Kanye also wrestles with old devils. Love, spirituality, and the death of his mother, for whom the album is named, all find root on Donda. If we can, for a moment, divorce the art from the man and his tangled politics, there is no denying that Kanye is a gifted stylist, producer, and orchestrater. Every album up until Ye pushed the limits of our expectations as listeners, from the sheer emotional scale of Late Registration to the skeletal futurism of Yeezus. And you can feel him reaching, even amid the chaos and harmony of Donda, for a post-sound sound, one that reaches somewhere deeper and farther than he has before, one that perhaps eclipses what he accomplished previously, even if it doesn’t totally make sense. (Well intentioned or not, unorthodox tracks like the opening salvo, “Donda Chant,” don’t quite work.)

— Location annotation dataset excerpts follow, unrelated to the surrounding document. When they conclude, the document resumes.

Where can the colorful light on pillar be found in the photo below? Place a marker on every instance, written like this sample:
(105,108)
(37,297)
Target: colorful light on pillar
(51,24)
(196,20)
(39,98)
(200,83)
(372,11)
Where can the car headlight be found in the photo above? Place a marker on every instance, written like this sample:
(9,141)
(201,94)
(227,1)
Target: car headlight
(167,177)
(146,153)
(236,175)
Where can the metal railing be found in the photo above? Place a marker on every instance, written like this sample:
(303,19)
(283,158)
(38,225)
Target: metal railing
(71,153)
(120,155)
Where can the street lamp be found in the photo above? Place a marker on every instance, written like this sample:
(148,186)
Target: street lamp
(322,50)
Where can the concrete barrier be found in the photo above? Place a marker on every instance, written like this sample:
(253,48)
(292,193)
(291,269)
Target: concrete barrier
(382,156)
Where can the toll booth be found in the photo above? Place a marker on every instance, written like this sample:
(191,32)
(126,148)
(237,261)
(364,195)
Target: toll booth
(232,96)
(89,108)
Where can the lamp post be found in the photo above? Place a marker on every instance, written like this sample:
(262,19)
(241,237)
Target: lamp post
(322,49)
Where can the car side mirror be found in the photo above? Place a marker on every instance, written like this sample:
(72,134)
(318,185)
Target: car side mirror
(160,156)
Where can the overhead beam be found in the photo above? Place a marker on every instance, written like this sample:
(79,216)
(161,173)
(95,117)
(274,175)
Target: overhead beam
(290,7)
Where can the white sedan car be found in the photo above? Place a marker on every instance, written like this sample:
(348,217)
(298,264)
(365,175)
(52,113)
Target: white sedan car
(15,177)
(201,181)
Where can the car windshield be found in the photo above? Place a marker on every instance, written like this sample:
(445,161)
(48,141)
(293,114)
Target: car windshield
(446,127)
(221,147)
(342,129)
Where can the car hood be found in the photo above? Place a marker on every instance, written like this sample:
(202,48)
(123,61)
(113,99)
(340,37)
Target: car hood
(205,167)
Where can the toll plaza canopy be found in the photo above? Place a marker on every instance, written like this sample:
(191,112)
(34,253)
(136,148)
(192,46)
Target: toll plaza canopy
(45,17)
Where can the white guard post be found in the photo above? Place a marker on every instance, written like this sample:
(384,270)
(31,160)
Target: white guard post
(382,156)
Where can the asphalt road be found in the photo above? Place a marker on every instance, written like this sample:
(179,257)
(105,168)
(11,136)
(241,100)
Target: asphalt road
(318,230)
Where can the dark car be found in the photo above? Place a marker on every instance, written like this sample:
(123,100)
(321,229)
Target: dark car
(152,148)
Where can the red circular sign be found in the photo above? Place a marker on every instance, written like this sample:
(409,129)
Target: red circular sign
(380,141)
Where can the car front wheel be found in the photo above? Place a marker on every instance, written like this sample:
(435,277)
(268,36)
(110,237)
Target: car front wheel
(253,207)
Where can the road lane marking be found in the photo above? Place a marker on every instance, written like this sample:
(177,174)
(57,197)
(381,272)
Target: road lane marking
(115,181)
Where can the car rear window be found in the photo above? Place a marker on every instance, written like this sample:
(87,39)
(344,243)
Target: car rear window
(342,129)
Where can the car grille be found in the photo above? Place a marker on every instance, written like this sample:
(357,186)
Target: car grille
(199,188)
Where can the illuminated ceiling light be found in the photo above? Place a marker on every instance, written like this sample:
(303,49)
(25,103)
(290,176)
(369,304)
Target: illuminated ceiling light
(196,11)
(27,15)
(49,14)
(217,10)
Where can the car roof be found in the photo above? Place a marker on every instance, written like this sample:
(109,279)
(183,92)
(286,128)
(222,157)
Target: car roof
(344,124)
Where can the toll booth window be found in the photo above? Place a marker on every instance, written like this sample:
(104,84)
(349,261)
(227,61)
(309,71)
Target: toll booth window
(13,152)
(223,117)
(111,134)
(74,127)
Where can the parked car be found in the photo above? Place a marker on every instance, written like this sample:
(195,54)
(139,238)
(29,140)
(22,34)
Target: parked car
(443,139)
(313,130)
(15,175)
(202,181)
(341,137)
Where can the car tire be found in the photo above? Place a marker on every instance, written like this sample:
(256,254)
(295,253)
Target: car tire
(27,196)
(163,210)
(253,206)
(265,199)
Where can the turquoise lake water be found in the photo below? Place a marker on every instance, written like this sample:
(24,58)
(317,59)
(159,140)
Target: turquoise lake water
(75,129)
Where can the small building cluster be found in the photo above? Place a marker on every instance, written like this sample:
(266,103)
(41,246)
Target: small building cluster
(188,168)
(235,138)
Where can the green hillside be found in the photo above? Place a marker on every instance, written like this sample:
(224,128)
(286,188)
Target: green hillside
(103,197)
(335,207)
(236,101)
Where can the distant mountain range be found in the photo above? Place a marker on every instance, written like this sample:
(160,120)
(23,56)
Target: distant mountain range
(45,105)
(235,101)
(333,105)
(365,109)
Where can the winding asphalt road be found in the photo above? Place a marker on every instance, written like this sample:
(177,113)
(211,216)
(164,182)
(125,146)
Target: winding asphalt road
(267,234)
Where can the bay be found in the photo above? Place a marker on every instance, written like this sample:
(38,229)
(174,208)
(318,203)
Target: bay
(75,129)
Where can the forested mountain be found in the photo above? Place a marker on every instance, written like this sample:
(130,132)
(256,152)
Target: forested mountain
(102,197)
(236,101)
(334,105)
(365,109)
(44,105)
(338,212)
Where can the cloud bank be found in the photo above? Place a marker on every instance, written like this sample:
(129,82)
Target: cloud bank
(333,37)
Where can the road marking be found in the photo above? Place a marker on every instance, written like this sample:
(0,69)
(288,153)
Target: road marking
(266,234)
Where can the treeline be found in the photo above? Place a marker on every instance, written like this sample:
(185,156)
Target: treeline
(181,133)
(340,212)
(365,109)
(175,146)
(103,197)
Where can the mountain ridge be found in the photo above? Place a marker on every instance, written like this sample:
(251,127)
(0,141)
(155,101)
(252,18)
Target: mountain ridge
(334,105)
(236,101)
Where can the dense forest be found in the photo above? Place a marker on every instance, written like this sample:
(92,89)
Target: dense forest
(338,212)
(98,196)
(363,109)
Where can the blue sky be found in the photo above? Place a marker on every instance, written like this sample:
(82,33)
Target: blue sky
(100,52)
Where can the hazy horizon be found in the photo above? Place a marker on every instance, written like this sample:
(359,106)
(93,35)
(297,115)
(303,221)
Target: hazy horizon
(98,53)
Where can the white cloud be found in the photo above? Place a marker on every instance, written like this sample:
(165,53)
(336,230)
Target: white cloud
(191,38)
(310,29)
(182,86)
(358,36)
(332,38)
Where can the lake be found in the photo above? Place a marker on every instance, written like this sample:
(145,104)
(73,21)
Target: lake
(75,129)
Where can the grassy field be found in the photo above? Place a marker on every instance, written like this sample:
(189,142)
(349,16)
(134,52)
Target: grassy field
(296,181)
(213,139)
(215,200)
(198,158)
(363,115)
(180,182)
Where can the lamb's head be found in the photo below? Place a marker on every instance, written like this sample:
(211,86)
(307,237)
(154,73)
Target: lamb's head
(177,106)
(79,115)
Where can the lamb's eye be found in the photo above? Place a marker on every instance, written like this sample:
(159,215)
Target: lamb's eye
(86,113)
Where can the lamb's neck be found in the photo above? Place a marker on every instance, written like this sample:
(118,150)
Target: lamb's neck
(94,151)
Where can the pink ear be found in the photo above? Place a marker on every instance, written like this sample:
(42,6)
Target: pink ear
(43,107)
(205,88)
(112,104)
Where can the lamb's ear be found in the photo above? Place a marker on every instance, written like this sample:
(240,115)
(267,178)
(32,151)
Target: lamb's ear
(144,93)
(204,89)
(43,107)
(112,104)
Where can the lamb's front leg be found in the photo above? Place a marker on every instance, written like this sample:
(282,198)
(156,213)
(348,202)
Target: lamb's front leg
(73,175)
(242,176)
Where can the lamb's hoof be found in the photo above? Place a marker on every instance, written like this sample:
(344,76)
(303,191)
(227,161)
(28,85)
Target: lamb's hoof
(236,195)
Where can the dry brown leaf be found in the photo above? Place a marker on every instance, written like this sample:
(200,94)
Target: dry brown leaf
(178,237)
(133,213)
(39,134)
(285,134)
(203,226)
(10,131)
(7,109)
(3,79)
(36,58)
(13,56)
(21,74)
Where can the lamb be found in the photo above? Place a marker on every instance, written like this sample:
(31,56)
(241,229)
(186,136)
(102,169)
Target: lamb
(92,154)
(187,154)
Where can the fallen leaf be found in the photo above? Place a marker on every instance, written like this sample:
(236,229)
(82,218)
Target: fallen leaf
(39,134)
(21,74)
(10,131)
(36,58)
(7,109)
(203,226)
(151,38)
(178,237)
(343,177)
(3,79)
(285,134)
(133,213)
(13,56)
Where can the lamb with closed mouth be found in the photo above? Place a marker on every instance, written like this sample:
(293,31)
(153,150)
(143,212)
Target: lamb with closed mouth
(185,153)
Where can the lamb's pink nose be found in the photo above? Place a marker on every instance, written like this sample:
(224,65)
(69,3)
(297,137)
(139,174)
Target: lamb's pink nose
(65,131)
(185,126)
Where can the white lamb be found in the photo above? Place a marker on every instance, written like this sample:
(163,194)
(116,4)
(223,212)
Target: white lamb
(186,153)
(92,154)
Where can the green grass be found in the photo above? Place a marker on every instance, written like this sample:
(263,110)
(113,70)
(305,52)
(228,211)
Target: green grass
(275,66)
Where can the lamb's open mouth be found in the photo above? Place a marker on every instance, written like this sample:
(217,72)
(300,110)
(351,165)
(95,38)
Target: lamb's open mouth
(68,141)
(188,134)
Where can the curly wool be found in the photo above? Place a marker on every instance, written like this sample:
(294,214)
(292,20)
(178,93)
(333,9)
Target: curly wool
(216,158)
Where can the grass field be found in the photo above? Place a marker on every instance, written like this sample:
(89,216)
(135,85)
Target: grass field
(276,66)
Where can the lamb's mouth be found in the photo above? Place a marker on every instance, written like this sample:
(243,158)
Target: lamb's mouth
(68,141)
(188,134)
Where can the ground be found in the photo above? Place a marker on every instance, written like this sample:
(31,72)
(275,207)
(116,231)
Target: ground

To consider Kanye and consider his sound alone is to miss the point of his mad, magnanimous project. The same is true of Drake. Neither exists in a vacuum. As cultural totems who have reshaped the music industry on more than one occasion, they create not within a single context but across many. Whether you love or despise them, they have tailored their art perfectly for the polyphonic expression the internet lends itself to. Drake secured nine of the 10 top spots on the Billboard Hot 100 the week following his release. Kanye likely takes up more brain space than you’re willing to admit. Even when they underperform, they are everywhere. But what they both fail to achieve with their new albums is a progression of thought. There is little evidence of forward movement, of that precious commodity all artists covet but few capture time and again: originality of expression.

What is harder to parse is who Kanye wants to be now. What role is he playing on Donda, and to what end? The album is not without the occasional high point—he sounds especially resplendent on the Lauryn Hill-sampled “Believe What I Say” and the Kid Cudi-assisted “Moon”—but the bulk of the material circles old pains and grievances. We’ve heard all of this before.

One artist whose role has become exceedingly clear over the last handful of months, and who has no trouble with originality of expression, is Lil Nas X. With 2019’s “Old Town Road”—one of the first songs to presage the eventual influence of TikTok over the music industry—he arrived like a supernova in the night, and hasn’t let up since. The release of his debut album, Montero, this week has made plain just what kind of voices we need in music, and on entertainment’s biggest stages. Being a Black, gay pop star at the height of fame would alone be enough—but Nas wants more. We want more from him too.

Nas came of age running a stan account on Twitter, a point he shied away from early on, but it has made him a deceptively and electrifying canny pop artist. With total saturation of the market—across all of social media—he has outsmarted, out-marketed, and adapted better than every one of his peers. When Drake released the album cover for Certified Lover Boy, Nas responded first by riffing on the original version (within a few hours, mind you) and then got pregnant, Beyoncé-style, recreating her iconic photo shoot from 2017. All of it played perfectly into the release of his second single, “Industry Baby.” Riding a stripper pole into the pits of Hell,  giving a lap dance to Satan—the images will endure. As the saying goes, Lil Nas X is not new to this.

Yet, he is. His nascence is his greatest asset, and perhaps his biggest disadvantage. Unlike Drake and Kanye, who have morphed their identities around what the internet makes of them, Nas was born online and seemingly emerged with his persona fully formed. This is, perhaps, why he can often seem so bulletproof, but also immutable—that persona isn’t a mask. When he thanks “the gay agenda” for a VMA win, he means it, even if he is trolling his detractors in the same breath. It can, at times, be tough to reconcile the joy we get in seeing him win and outsmart naysayers with the fact of his sexuality. It’s become the dominant interpretation of his art, a lazy entry point into his music. It is both unfair to him and us. We need more queer heroes, and specifically, Black queer heroes. The problem is, they don’t always have the luxury of playing a role in the way Drake and Kanye do. Instead, he’s trying to make the fantasy of Lil Nas X real for us. We would do well to let him.